There are two main types of digital currencies: cryptocurrencies and central bank digital currencies (CBDCs).
Cryptocurrencies
The most popular cryptocurrency has been Bitcoin, which was created in 2009. Then, Dogecoin, Ether, Binance Coin (BNB), etc. started making waves. Currently, there are several kinds of Cryptocurrencies in the market.
They use cryptography to create and secure cryptocurrencies as well as verify transactions in a network. Cryptography is a process that makes counterfeiting or double-spending difficult. Cryptographic techniques control the creation of new units and ensure the integrity and authenticity of transactions. This makes them resistant to fraud and counterfeiting.

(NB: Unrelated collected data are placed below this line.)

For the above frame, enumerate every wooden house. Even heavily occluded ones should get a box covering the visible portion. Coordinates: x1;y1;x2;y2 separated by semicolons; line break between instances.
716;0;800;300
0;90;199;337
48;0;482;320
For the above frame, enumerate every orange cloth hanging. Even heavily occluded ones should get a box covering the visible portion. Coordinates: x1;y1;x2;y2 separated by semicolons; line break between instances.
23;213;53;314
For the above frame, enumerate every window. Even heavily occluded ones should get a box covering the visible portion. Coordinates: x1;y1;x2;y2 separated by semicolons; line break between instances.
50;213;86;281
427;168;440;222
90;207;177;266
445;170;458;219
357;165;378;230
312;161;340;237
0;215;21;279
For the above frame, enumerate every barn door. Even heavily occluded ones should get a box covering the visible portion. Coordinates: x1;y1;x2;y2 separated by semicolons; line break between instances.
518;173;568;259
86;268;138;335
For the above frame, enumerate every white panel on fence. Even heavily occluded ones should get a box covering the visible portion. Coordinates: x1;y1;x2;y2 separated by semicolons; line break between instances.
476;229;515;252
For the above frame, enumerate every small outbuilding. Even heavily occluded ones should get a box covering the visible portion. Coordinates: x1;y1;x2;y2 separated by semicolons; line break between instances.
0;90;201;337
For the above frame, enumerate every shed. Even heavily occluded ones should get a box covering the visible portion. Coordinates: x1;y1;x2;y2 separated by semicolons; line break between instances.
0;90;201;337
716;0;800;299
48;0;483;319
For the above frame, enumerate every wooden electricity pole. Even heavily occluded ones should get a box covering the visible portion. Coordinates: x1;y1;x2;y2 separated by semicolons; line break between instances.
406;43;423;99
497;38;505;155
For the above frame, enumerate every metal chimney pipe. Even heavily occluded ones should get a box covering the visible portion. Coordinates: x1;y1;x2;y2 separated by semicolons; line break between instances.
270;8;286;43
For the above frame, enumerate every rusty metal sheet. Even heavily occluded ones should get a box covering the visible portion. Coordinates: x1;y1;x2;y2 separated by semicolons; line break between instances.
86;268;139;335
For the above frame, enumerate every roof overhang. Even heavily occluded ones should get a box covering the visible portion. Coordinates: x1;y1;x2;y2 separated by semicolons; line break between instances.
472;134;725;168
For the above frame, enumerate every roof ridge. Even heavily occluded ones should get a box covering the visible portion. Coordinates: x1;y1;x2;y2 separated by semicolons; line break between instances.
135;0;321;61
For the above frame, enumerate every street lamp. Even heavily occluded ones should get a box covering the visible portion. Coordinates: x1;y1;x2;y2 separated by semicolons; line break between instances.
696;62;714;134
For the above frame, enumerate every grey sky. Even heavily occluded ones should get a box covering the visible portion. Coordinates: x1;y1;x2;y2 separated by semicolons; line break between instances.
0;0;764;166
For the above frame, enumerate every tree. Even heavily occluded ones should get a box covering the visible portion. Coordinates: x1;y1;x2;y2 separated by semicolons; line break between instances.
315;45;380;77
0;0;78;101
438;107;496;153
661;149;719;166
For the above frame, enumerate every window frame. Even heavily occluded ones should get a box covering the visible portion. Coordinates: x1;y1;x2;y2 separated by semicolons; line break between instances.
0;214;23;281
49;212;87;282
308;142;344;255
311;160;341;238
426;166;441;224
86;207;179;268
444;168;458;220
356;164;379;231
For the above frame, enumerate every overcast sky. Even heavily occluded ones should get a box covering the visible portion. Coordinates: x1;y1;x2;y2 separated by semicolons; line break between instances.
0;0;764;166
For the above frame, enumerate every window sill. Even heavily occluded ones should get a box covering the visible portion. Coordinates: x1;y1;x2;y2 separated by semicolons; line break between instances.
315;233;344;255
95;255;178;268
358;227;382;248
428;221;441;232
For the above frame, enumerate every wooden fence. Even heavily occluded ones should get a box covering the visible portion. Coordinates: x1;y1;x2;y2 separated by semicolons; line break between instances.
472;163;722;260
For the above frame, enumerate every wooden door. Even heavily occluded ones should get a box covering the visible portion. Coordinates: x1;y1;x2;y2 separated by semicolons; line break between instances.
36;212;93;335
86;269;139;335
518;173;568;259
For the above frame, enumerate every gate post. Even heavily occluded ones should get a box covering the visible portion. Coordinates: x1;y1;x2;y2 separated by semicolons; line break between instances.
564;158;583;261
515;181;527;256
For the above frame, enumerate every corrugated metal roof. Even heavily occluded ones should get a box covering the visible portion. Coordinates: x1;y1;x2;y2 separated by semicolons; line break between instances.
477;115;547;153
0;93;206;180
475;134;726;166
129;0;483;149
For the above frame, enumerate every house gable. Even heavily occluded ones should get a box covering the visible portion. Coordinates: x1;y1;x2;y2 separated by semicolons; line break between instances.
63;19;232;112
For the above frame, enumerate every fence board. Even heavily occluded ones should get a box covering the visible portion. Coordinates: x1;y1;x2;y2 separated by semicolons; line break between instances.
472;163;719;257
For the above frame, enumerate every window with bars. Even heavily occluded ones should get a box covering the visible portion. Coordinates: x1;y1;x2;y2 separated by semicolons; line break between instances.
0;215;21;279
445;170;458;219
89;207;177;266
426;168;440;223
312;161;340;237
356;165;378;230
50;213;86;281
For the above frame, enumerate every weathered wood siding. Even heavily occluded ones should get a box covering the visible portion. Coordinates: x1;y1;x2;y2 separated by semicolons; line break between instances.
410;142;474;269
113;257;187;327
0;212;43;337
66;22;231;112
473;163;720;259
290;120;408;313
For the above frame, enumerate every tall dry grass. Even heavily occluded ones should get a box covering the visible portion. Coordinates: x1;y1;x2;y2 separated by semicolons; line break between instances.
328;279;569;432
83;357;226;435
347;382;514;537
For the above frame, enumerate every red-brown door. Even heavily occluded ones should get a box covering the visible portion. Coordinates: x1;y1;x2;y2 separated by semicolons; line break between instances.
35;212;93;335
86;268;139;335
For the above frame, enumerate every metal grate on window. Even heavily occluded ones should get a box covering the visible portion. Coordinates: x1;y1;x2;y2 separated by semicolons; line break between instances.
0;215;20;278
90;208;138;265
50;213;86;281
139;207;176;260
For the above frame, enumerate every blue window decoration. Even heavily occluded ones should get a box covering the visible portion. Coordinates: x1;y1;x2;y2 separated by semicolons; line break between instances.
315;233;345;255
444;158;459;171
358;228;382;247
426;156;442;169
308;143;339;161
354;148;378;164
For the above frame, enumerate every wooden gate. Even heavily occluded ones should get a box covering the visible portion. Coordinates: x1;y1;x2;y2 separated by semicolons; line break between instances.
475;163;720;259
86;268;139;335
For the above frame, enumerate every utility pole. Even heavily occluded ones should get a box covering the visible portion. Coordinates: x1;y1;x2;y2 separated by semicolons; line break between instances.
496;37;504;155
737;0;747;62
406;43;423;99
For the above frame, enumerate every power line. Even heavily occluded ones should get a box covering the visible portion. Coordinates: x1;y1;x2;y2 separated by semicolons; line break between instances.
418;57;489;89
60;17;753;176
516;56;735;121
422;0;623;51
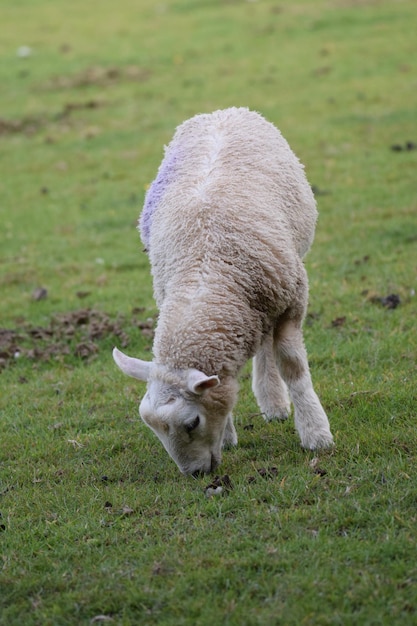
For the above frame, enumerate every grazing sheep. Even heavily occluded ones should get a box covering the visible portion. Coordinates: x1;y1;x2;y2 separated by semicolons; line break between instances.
113;107;333;476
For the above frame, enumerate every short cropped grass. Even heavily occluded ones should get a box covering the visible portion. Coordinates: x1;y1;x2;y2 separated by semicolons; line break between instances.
1;0;416;624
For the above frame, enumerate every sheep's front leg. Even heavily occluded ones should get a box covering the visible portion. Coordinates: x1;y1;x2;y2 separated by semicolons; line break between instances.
252;332;291;421
274;318;333;449
222;413;238;448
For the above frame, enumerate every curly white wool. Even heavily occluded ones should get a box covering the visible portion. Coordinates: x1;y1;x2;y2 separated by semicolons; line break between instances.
114;108;333;476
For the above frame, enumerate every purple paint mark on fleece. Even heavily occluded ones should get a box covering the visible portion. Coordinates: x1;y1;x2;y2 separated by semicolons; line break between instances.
140;147;180;251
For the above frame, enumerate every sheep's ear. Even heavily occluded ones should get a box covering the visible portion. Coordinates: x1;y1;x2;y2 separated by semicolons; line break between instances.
187;370;220;395
112;347;152;381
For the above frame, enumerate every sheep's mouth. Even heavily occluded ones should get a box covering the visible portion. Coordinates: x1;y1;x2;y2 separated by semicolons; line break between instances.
210;453;220;473
190;453;219;478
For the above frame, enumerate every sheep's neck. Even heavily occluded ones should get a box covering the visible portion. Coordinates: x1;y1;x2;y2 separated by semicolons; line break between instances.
153;286;267;378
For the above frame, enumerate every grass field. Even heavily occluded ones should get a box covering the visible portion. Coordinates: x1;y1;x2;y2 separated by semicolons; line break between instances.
1;0;416;624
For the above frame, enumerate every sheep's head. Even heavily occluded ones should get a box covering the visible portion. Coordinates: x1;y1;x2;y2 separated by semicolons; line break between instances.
112;347;237;475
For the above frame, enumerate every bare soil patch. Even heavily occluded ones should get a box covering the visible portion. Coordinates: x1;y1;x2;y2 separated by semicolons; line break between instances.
0;308;156;370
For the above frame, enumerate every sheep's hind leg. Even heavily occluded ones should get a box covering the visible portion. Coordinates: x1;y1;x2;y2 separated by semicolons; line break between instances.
252;332;291;421
274;317;333;450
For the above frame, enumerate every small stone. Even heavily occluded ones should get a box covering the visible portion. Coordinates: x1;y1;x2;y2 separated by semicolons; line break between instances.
17;46;32;58
205;486;223;498
32;287;48;301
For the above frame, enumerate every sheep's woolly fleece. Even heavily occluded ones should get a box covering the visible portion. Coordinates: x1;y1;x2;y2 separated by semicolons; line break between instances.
140;107;317;377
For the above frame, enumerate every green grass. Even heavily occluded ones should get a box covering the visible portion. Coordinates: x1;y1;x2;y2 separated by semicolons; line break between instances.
1;0;416;623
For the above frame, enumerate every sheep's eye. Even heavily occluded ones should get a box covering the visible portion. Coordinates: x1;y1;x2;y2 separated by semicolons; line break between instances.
185;415;200;434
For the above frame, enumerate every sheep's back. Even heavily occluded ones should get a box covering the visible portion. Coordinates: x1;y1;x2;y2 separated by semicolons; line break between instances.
141;108;317;305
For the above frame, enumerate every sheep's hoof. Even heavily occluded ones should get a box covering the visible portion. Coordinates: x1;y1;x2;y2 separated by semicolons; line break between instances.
262;408;290;422
222;435;238;449
301;431;334;450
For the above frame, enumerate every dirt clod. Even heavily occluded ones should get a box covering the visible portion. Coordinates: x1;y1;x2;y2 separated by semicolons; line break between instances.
257;467;279;479
74;341;98;359
331;316;346;328
370;293;401;309
32;287;48;301
243;423;254;431
247;467;280;483
204;474;233;497
380;294;401;309
390;141;416;152
47;65;151;90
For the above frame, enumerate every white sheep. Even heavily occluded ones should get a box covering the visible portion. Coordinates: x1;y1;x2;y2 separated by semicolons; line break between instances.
113;107;333;476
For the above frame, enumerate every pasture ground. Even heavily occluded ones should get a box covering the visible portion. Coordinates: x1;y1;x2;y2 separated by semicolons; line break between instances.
1;0;416;624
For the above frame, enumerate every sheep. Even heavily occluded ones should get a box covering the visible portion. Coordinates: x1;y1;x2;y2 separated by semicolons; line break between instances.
113;107;334;476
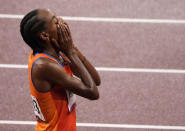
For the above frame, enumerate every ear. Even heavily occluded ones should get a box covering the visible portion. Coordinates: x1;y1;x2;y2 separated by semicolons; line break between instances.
39;32;50;43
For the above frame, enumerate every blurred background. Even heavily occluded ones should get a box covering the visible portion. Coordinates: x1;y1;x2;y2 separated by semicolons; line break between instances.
1;0;185;130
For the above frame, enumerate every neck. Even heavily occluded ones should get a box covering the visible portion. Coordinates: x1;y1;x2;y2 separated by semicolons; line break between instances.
42;49;59;61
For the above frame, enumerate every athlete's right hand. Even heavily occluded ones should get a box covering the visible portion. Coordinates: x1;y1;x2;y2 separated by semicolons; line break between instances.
57;22;74;55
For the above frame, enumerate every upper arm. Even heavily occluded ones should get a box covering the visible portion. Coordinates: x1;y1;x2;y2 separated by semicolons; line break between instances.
34;59;98;100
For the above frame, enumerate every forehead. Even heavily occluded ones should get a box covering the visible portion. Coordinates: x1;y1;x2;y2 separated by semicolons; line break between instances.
37;9;54;22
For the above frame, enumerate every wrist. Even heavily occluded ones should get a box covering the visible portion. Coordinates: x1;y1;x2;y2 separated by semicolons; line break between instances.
72;46;86;62
66;48;76;57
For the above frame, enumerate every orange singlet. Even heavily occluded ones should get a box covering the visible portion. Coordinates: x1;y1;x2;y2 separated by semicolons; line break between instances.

As said earlier, central authorities such as the government or central bank do not usually back up digital currencies, especially cryptocurrencies. Instead, they operate on a distributed database which is a network of computers at several geographical locations. It is known as a blockchain and a chain of computers over a network stores them. It ensures transparency and security.
Blockchain technology also ensures the immutability of the transaction history, that is, it cannot be changed or erased.
The advantages of blockchain-enabled cryptocurrency are that it helps in accurate tracking, cost reduction, increased transparency and permanent ledger.
Central Bank Digital Currencies (CBDCs)
Unlike decentralized cryptocurrencies like Bitcoin or Ethereum, a central authority, typically the central bank of a country issues and controls CBDCs.
Many countries have been exploring the potential benefits of CBCDs. In India, the government has also rolled out its own CBDC in the form of a digital token. The (RBI) Reserve Bank of India launched the digital Rupee’s pilot in 2022 in the retail segment. The Government of India (GOI) has named it ‘e-RUPI (e₹)‘ and has designed it in the form of e-vouchers. The ‘e-RUPI (e₹)’ has its components based entirely on blockchain technology.CBDC pilot launched by the RBI
This cashless and contactless payment can further boost digital payments in India. It can foster faster modes of payment with round-the-clock availability by being more cost-effective.
Likewise, while some nations are experimenting, a couple of countries have concrete plans for CBDCs. For instance, China launched the digital Yuan as a pilot project and may expand it. Some nations have already made CBDCs available like Sand Dollar by the Central Bank of The Bahamas, DCash by the Eastern Caribbean Central Bank, e-Naira by the Central Bank of Nigeria and JamDex by the Bank of Jamaica (JamDex).
CBDCs are a digital equivalent of physical cash. In a dual system, they can coexist alongside physical cash, banknotes and other traditional forms of money. It will allow individuals and businesses to choose between using digital or physical currency for their transactions.
As the government or the central bank backs up CBDCs, it provides a level of stability. Moreover, it has the trust of citizens, similar to traditional currencies. CBDCs are typically recognized as legal tender. This means that people can use them to settle debts, pay taxes, and for general transactions within the issuing jurisdiction.
Advantages and Challenges
Digital currencies, including cryptocurrencies and CBDCs, can help facilitate transactions in a transparent and traceable manner. It can be faster, cheaper (especially the global transfers) and more efficient. It will be a great support to the unbanked and underbanked strata of society in a country. With CBDCs, they can access their money and pay bills without extra charges.
However, it also has many challenges like building a robust technology for security and operations. In addition to building robust technology, it will have the challenge of costs associated with it. Digital currencies still raise questions about surveillance and privacy. The fact that multiple digital devices over a network store/manage data and exchange it over the internet puts a question mark on confidentiality. Moreover, with so many digital currencies around, there has to be a way out for interoperability, especially for cross-border transactions. With so many cryptocurrencies and CBDCs, price volatility can also be an issue.
While digital currencies can help reduce fraud by controlling counterfeiting, there is still a lack of regulation. Needless to say, there is limited acceptance of digital currencies as of now.